We can check how the model predicts on the test dataset.
## Confusion Matrix and Statistics
##
## Reference
## Prediction 0 1
## 0 18383 3091
## 1 48 71
##
## Accuracy : 0.85463
## 95% CI : (0.84986, 0.85931)
## No Information Rate : 0.85356
## P-Value [Acc > NIR] : 0.33314
##
## Kappa : 0.03301
## Mcnemar's Test P-Value : < 2e-16
##
## Sensitivity : 0.997396
## Specificity : 0.022454
## Pos Pred Value : 0.856058
## Neg Pred Value : 0.596639
## Prevalence : 0.853564
## Detection Rate : 0.851341
## Detection Prevalence : 0.994489
## Balanced Accuracy : 0.509925
##
## 'Positive' Class : 0
##
This is pretty bad. Our algorithm is almost always predicting “Male”, and we can’t be confident it will do better than just guessing “Male” every time.
Let’s try with a tree:
## Confusion Matrix and Statistics
##
## Reference
## Prediction Male Female
## Male 18176 2666
## Female 255 496
##
## Accuracy : 0.86472
## 95% CI : (0.86009, 0.86926)
## No Information Rate : 0.85356
## P-Value [Acc > NIR] : 1.4531e-06
##
## Kappa : 0.20906
## Mcnemar's Test P-Value : < 2.22e-16
##
## Sensitivity : 0.98616
## Specificity : 0.15686
## Pos Pred Value : 0.87209
## Neg Pred Value : 0.66045
## Prevalence : 0.85356
## Detection Rate : 0.84175
## Detection Prevalence : 0.96522
## Balanced Accuracy : 0.57151
##
## 'Positive' Class : Male
##
Still very bad, but at least it is reliably better than the No Information Rate. Let’s see if a random forest model can do better:
## Confusion Matrix and Statistics
##
## Reference
## Prediction Male Female
## Male 18268 2725
## Female 163 437
##
## Accuracy : 0.86625
## 95% CI : (0.86164, 0.87077)
## No Information Rate : 0.85356
## P-Value [Acc > NIR] : 4.975e-08
##
## Kappa : 0.19471
## Mcnemar's Test P-Value : < 2.22e-16
##
## Sensitivity : 0.99116
## Specificity : 0.13820
## Pos Pred Value : 0.87019
## Neg Pred Value : 0.72833
## Prevalence : 0.85356
## Detection Rate : 0.84601
## Detection Prevalence : 0.97221
## Balanced Accuracy : 0.56468
##
## 'Positive' Class : Male
##
This is better, but not by much. It seems that we’re going to have to engineer better features if we want to do better. But finally, let’s try some boosting to see if that does something magical:
## Confusion Matrix and Statistics
##
## Reference
## Prediction Male Female
## Male 18227 2673
## Female 204 489
##
## Accuracy : 0.86676
## 95% CI : (0.86216, 0.87127)
## No Information Rate : 0.85356
## P-Value [Acc > NIR] : 1.471e-08
##
## Kappa : 0.21222
## Mcnemar's Test P-Value : < 2.22e-16
##
## Sensitivity : 0.98893
## Specificity : 0.15465
## Pos Pred Value : 0.87211
## Neg Pred Value : 0.70563
## Prevalence : 0.85356
## Detection Rate : 0.84412
## Detection Prevalence : 0.96791
## Balanced Accuracy : 0.57179
##
## 'Positive' Class : Male
##
Also very bad. In all cases our algorithm predicts “Male” too often; the false positive rate is very high so the specificity is an abyssmal 13-15%.
This first pass at a household head prediction algorithm was naively hopeful that simply counting things like beds, windows, bicycles, cows, and tractors in a household might allow me to predict who was in charge. For better or for worse, the model needs more nuance.

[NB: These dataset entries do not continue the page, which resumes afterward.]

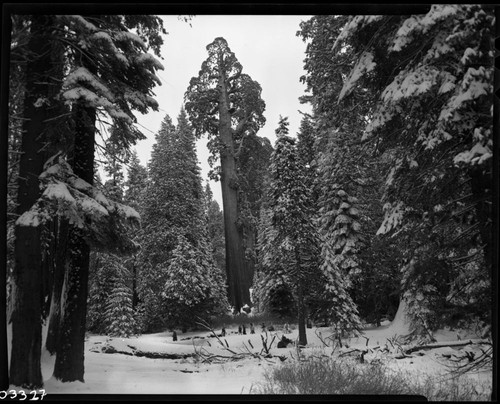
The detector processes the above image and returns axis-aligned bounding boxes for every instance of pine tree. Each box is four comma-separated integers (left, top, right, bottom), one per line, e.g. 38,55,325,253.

139,110,227,332
124,151,148,311
86,154,137,338
262,117,321,345
162,235,228,331
104,256,136,338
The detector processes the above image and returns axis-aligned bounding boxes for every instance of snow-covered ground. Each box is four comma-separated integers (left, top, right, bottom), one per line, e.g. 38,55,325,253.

7,303,493,397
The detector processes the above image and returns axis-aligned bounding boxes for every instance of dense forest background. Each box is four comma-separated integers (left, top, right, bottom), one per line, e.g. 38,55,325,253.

2,5,495,389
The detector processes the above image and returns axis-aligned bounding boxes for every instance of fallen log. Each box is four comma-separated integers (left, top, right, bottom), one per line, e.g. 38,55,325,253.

404,339,490,355
97,343,196,359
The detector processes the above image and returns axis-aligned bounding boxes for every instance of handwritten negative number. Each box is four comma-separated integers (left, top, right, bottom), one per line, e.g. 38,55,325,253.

0,389,46,400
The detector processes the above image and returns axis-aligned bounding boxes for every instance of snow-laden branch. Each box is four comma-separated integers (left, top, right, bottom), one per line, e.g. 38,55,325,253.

16,155,141,255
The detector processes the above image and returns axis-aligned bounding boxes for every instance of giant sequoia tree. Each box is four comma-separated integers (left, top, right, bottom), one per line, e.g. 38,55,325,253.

185,37,266,311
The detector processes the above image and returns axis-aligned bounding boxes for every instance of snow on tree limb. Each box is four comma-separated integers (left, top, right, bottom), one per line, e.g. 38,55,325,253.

16,157,140,254
338,51,376,102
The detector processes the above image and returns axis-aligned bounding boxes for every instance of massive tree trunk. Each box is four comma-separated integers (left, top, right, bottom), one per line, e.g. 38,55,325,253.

218,74,249,312
9,15,55,389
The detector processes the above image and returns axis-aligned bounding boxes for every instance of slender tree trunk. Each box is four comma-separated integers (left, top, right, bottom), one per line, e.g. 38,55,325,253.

295,251,307,346
45,218,69,355
469,168,492,274
53,103,95,381
53,87,96,382
218,74,250,312
132,256,139,309
9,15,55,389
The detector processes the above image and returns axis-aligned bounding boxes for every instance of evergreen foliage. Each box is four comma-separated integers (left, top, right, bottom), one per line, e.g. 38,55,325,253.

298,6,493,335
138,110,229,332
258,117,323,344
162,235,229,331
104,257,136,338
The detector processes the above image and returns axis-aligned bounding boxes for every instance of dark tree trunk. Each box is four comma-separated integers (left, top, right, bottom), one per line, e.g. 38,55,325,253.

9,15,55,389
41,219,57,321
469,167,492,275
295,252,307,346
131,255,139,309
243,228,256,306
218,76,250,312
45,218,69,355
297,284,307,346
52,227,91,382
53,85,96,382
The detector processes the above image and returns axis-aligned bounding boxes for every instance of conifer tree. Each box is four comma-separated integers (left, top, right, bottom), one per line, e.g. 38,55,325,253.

124,151,148,311
139,110,227,331
185,37,266,311
262,117,320,345
104,256,136,338
162,235,229,331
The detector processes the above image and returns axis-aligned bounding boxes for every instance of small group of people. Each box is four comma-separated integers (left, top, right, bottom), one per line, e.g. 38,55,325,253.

236,323,255,335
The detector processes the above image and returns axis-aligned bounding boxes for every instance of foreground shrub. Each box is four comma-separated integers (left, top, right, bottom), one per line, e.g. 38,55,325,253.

251,355,491,400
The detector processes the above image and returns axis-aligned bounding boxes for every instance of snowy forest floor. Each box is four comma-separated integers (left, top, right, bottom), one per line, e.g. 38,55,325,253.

7,308,493,398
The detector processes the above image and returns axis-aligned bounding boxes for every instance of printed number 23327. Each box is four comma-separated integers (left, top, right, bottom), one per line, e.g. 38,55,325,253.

0,389,47,400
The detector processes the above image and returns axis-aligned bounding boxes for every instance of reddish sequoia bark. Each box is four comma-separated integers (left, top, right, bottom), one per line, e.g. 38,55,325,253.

218,72,250,311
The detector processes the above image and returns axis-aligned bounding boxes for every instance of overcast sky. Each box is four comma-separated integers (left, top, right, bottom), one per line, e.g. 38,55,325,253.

133,15,313,206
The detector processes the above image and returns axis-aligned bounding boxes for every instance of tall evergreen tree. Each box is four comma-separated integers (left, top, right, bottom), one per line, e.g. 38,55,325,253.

124,151,148,311
139,110,227,332
261,117,320,345
104,255,136,337
185,37,266,311
162,235,229,331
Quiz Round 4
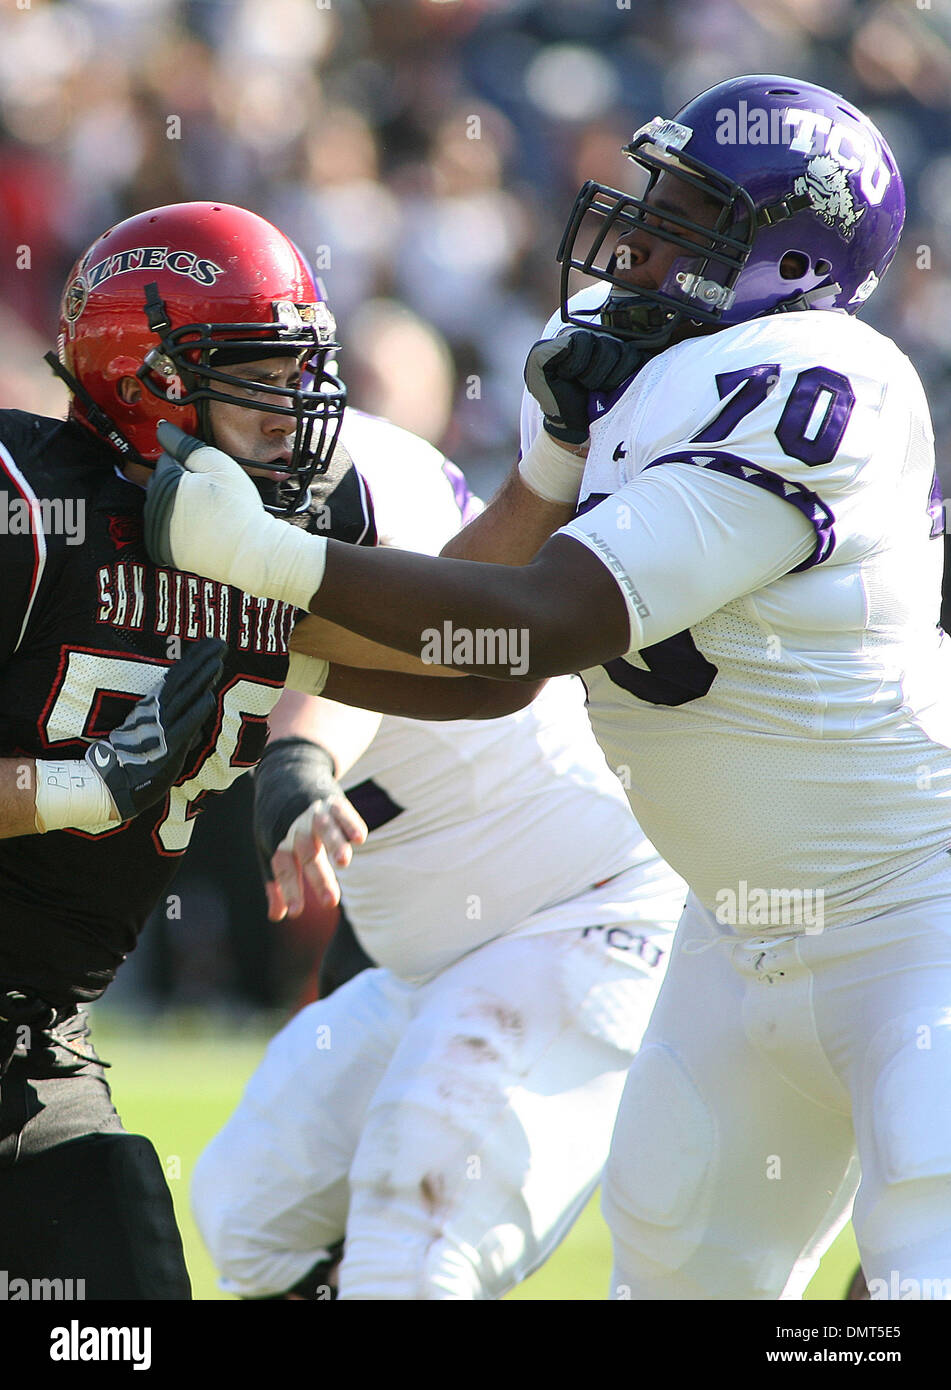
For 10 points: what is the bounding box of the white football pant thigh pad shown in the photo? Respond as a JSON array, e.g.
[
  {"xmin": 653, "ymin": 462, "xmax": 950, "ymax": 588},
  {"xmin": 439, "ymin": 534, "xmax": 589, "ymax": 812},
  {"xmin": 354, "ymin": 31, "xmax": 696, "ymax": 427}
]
[
  {"xmin": 859, "ymin": 1011, "xmax": 951, "ymax": 1296},
  {"xmin": 801, "ymin": 868, "xmax": 951, "ymax": 1295},
  {"xmin": 604, "ymin": 896, "xmax": 856, "ymax": 1300},
  {"xmin": 604, "ymin": 1042, "xmax": 714, "ymax": 1299},
  {"xmin": 338, "ymin": 927, "xmax": 662, "ymax": 1300},
  {"xmin": 191, "ymin": 968, "xmax": 411, "ymax": 1297}
]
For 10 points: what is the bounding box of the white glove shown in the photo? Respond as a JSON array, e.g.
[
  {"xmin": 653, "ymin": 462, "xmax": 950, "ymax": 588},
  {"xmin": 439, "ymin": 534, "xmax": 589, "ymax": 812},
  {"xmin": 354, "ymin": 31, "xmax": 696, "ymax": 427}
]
[{"xmin": 144, "ymin": 421, "xmax": 327, "ymax": 610}]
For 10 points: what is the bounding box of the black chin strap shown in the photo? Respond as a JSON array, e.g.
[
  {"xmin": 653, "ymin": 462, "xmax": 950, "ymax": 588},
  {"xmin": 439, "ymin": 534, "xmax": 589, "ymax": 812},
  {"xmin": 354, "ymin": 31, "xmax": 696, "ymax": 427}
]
[
  {"xmin": 44, "ymin": 351, "xmax": 152, "ymax": 469},
  {"xmin": 755, "ymin": 192, "xmax": 811, "ymax": 228},
  {"xmin": 770, "ymin": 282, "xmax": 842, "ymax": 314},
  {"xmin": 142, "ymin": 281, "xmax": 172, "ymax": 336}
]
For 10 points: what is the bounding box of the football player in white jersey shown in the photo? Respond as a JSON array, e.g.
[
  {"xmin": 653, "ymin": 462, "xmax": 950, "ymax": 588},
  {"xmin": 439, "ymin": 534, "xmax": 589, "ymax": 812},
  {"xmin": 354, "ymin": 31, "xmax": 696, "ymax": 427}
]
[
  {"xmin": 190, "ymin": 411, "xmax": 686, "ymax": 1301},
  {"xmin": 147, "ymin": 74, "xmax": 951, "ymax": 1299}
]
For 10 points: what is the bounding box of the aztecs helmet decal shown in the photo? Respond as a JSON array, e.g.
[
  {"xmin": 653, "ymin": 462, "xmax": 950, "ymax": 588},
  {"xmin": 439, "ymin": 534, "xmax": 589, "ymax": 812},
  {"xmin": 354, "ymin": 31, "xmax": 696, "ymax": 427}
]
[
  {"xmin": 557, "ymin": 74, "xmax": 906, "ymax": 348},
  {"xmin": 63, "ymin": 275, "xmax": 89, "ymax": 326},
  {"xmin": 49, "ymin": 202, "xmax": 346, "ymax": 514}
]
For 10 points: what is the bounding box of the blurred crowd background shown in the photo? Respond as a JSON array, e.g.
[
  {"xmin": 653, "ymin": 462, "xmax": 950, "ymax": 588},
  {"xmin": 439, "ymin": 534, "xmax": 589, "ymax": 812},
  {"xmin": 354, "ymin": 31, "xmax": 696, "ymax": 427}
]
[
  {"xmin": 4, "ymin": 0, "xmax": 951, "ymax": 487},
  {"xmin": 3, "ymin": 0, "xmax": 950, "ymax": 1009}
]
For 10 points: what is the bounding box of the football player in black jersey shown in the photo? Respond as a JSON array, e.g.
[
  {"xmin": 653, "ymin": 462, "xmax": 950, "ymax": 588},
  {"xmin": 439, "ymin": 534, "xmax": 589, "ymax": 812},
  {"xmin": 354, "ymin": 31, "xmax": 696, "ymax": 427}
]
[{"xmin": 0, "ymin": 201, "xmax": 437, "ymax": 1299}]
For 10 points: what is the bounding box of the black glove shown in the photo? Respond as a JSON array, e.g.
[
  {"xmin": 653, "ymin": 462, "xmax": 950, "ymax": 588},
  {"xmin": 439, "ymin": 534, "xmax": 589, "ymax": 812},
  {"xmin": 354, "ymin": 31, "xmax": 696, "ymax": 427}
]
[
  {"xmin": 523, "ymin": 329, "xmax": 649, "ymax": 444},
  {"xmin": 85, "ymin": 638, "xmax": 225, "ymax": 821},
  {"xmin": 252, "ymin": 737, "xmax": 342, "ymax": 879}
]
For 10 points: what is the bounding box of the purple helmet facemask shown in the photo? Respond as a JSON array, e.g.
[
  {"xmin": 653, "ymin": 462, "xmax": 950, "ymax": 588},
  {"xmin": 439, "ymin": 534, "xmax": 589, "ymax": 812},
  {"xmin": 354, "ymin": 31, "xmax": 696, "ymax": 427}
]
[{"xmin": 558, "ymin": 74, "xmax": 906, "ymax": 348}]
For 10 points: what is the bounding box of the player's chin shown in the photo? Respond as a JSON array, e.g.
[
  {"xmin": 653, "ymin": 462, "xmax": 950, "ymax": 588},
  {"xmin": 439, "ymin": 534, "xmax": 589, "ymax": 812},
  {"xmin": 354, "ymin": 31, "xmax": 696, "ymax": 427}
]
[{"xmin": 249, "ymin": 470, "xmax": 297, "ymax": 509}]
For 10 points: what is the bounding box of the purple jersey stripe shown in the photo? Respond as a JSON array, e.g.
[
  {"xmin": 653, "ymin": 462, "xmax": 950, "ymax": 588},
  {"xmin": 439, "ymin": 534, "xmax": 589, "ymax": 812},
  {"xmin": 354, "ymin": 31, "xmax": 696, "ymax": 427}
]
[
  {"xmin": 345, "ymin": 778, "xmax": 404, "ymax": 833},
  {"xmin": 575, "ymin": 491, "xmax": 610, "ymax": 518},
  {"xmin": 930, "ymin": 471, "xmax": 944, "ymax": 540},
  {"xmin": 442, "ymin": 459, "xmax": 481, "ymax": 526},
  {"xmin": 643, "ymin": 448, "xmax": 836, "ymax": 571}
]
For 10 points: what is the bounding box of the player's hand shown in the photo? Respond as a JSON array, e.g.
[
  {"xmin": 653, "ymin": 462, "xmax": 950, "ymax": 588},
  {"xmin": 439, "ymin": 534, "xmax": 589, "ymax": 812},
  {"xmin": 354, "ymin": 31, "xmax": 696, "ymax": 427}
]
[
  {"xmin": 253, "ymin": 737, "xmax": 367, "ymax": 919},
  {"xmin": 144, "ymin": 421, "xmax": 326, "ymax": 610},
  {"xmin": 146, "ymin": 420, "xmax": 262, "ymax": 569},
  {"xmin": 86, "ymin": 637, "xmax": 225, "ymax": 821},
  {"xmin": 266, "ymin": 796, "xmax": 368, "ymax": 919},
  {"xmin": 523, "ymin": 329, "xmax": 648, "ymax": 444}
]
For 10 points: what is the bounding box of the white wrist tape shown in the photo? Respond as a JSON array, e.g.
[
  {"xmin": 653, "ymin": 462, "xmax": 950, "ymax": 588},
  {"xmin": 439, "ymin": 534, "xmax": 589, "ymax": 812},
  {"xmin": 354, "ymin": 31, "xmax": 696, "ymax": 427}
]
[
  {"xmin": 164, "ymin": 442, "xmax": 329, "ymax": 610},
  {"xmin": 251, "ymin": 520, "xmax": 328, "ymax": 614},
  {"xmin": 285, "ymin": 651, "xmax": 331, "ymax": 696},
  {"xmin": 34, "ymin": 759, "xmax": 120, "ymax": 834},
  {"xmin": 517, "ymin": 429, "xmax": 587, "ymax": 505}
]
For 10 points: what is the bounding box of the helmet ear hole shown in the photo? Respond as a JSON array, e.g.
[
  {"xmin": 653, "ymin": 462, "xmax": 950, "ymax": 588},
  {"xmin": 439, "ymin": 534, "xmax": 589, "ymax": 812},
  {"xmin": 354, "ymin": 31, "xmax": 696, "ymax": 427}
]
[{"xmin": 779, "ymin": 251, "xmax": 810, "ymax": 280}]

A good first place to look would be at the role of the scaled numerical variables (# in household, # of children, # of rooms for sleeping, age of HH head) versus the 0/1 categorical variables. Does the scaling affect the model performance?
There are many categorical variables with more than two levels – what is the house floor made of? what are the walls made of? what state is the house in? where do they get their water? how do they treat their water? what type of cooking fuel do they use? what is the HH Wealth Index? – that I left out of the model but could add in. And there are variables related to health practices in the household that might help too. I could make the algorithm better, I’m sure, by adding back in some of the variables I ignored. I’m using 45 here, and the original dataset had 3588!